Do not be afraid of people’s scorn, nor fear their insults. Sorrow and mourning will disappear, and they will be filled with joy and gladness. I, yes I, am the one who comforts you. So why are you afraid of mere humans, who wither like the grass and disappear? (Isaiah 51:7, 11-12)
Read: Isaiah 51:1-53:12, Ephesians 5:1-33, Psalm 69:19-36, Proverbs 24:7
Relate: “Ewww, no!” Those two words I can still hear about twenty-five years after they were uttered. It was the first day of camp. I had picked out the hottest girl at camp and convinced my friend to ask her out for me. Those two words were her response.
“Can’t you do anything right?” I was a rambunctious student in third grade. I had a poor teacher fresh out of college in her first teaching position and I was far and away her worst student. She told me a good decade later that for years, any time she had a rough day she would tell herself that if she could survive me she could survive this. So even though I deserved them, these words spoken in frustration… I can still hear them almost thirty years later.
“Pee-the-bed Peewee” It was a nickname I was given at a kids camp when I was six or seven years old. I’ve always been very good at voices and one of the first I ever mastered was that of Peewee Herman. The other part of that nickname… sometime during the night I had wet my pj’s. It woke me up and I took them off and then left them on the pole by my feet on the top bunk of my bunk bed. While I was sleeping, they fell off and landed on the pillow of the poor guy below me. Kids can be brutal and for the remaining few days of that week of camp I was verbally brutalized at every opportunity.

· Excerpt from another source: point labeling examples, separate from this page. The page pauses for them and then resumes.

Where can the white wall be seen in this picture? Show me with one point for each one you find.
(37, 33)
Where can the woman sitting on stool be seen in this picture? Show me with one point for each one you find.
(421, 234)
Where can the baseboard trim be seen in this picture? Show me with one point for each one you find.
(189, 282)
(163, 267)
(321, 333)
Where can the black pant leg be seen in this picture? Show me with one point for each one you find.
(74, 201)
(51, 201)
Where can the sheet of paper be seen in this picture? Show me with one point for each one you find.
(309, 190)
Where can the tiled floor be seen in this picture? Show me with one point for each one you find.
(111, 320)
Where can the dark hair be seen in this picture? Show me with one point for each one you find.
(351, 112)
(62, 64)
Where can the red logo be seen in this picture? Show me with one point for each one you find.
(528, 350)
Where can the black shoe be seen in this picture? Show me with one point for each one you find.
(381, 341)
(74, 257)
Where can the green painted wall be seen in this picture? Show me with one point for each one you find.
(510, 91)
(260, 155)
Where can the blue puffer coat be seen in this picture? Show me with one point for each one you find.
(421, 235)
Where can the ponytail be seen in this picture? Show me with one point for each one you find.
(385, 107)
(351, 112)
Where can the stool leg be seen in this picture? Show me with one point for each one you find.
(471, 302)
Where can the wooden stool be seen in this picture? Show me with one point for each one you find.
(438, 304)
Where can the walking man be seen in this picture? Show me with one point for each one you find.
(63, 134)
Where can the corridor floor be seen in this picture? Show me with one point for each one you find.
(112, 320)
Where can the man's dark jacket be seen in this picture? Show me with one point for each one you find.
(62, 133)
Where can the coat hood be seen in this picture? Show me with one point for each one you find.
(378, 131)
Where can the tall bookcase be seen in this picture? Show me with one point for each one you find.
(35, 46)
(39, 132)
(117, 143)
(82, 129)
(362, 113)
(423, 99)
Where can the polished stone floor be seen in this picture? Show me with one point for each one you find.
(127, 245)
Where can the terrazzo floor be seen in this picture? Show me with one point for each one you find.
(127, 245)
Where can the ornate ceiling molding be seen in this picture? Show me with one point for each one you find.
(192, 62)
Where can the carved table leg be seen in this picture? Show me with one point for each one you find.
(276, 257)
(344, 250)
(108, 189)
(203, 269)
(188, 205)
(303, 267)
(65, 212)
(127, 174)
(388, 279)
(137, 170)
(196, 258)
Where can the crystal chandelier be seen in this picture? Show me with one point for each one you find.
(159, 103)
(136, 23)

Things like this stick in our minds because we replay them over and over. They get stuck in a form of mental feedback loop and the more you think a certain thought, the easier it is to think it again and the harder it is to flush it out of your mind. Our mind creates pathways as would our feet, walking the same way through the wilderness. We can very literally find ourselves getting stuck in a mental rut.
React: In my Bible, the topic title for Isaiah 51 is “A Call To Trust The Lord”. Israel was a shell of its former self. Depending on what commentator one is listening to, second Isaiah (40-66) was written either during the exile or shortly after their return. Either way, the nation was stuck in a mental feedback loop. We’re no good. We’ve failed. God has abandoned us. Our time of greatness has long since past…
God needs to brainwash His people. He needs to send their thought processes down new paths. That is what Isaiah 51 is all about:
51:1 – Listen to Me…
51:1 – Consider…
51:2 – Think about Abraham and Sarah…
51:3 – The Lord will comfort…
51:3 – Sing thanks…
51:4 – Listen to Me…
51:5 – …look to Me…
51:6 – Look up…
51:7 – Listen to Me…
51:7 – …don’t be afraid…
And on I could go. God is instructing His people to how to “be transformed by the renewing of their mind.” He is showing them how to “take captive every thought.” What do I allow to repeat itself over and over in my head? How mindful am I of my mind? What I dwell on is what I become. (As a man thinks in his heart, so is he) What are those thoughts, that are not from God that I need to push out? What will I put in its place? God has done so many good things for me. He has given me so many promises. In my mind, how well worn are the paths of these truths?
Respond:
God, it is so easy to become mentally lazy. I is so easy to allow negative words and thoughts that were spoken of me, and that I have said of myself to get caught in an endless feedback loop in my mind. God, help me to hijack those pathways. Help me to dwell on Your word. Help me to repeat over and over again what You have said of me. Help me to remember time and again what You have done for me. Be my all consuming thought until there is no room for anything else.
Amen!!!
“Help me to dwell on your word”. Amen. You’re right, it’s so easy to fall into a vicious cycle of negative thoughts, but because we know God’s truth in our hearts, we find strength from him. Good going! Hugggg
Nice job. Your blog gave me something to think about!